Concussion Can Affect How the Brain's Hemispheres Communicate
Key Points: Scientists continue to uncover the ways in which even mild brain injury influences the brain's functioning. Recent findings suggest that such injuries can have an impact on the structure that links the brain's two hemispheres—and affect how information passes between them.
Concussions, or even any notable impact on the brain or cranium, can go on to have structural effects on that precious organ, and these effects can result in functional abnormalities.
Hence, the following findings should not come as a surprise: Research at New York University (NYU) by Wegener et al. (2019) found that the transmission of information between the two hemispheres of the brain is susceptible to being detrimentally altered by even mild traumatic brain injury (TBI). This stems from the fact that the corpus callosum, which links the two hemispheres, is a structure vulnerable to damage in cases of TBI.

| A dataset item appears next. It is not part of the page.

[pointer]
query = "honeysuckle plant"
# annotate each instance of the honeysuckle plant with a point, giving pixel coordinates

To find this out, the team of researchers evaluated the brains of patients with recent concussions, in comparison with healthy controls. They used MRI to measure water diffusion in the corpus callosum nerve fibers—a marker of neuronal activity and axonal integrity (Tsurugizawa, Ciobanu, & Le Bihan, 2013). This was done to gauge the injury at a microscopic level within the white matter.
Concurrent with this MRI technique, the team used an information-processing task to assess the degree of interhemispheric communication (and hence corpus callosum function).
Here's how the task worked: The participants had to focus on an “X” on a screen, after which words were flashed to the right and left of the “X.” The participants then had to say those flashed words as quickly as they could. The key variable being evaluated here was reaction time.
Researchers found that in concussion patients, there was a noticeable reaction-time lag on words flashing to the left of the “X” compared to those appearing on the right. This was indicative of some degree of compromise in information crossing over the corpus callosum.
The left-right disparity is thought to stem from the fact that language function is largely situated in the left hemisphere. The information presented on the left side of the participant’s visual field was initially transmitted to the visual cortex on the right side of the brain, after which it had to cross at the corpus callosum to reach the language center in the left hemisphere.
On the other hand, words on the right side of the participant’s visual field were already transmitted to the left side and did not need to cross the corpus callosum. In patients with an unimpacted corpus callosum (the controls), there was, as expected, no notable information processing lag time.
The results of this task corresponded with MRI findings as well. In healthy controls, water diffusion was duly detected in the corpus callosum, particularly at the splenium, which is situated between the language center in the left hemisphere and the visual cortex in the right hemisphere. On the other hand, in concussion patients, there was a disparity in these diffusion measures, which was significantly correlated with performance on the aforementioned processing task. These findings provide empirical evidence of how concussion impacts this crucial brain structure, and how it manifests functionally for these and other concussion victims.
With this said, the distinction between concussion and diffuse axonal injury should be mentioned. Both kinds of cases have been associated with injuries spanning the whole corpus callosum. However, in measures of neuronal fiber number, concussion patients have been found to have a specific vulnerability in the anterior portion of the corpus callosum connected to the frontal lobe. For patients with diffuse axonal injury, damage has more likely transpired in more diffuse regions of the corpus callosum connected with the entire frontoparietal lobes (Jang et al. 2019)
How These Findings Connect to Treatment
In any case, these most recent findings further corroborate an already intuitive idea: that the corpus callosum is susceptible and often damaged in cases of head trauma, which manifests as compromises in information processing in a left-right dependent manner.
What we should keep in mind is that concussion patients, once diagnosed, receive almost the exact same treatment. However, no one concussion patient is the same. There are many types of concussion, for which symptoms are generally dependent on the damaged brain region(s), and to what extent it (or they) were damaged. However, the corpus callosum findings seem to establish some common ground among concussion patients in general: that information processing along this conduit is at risk.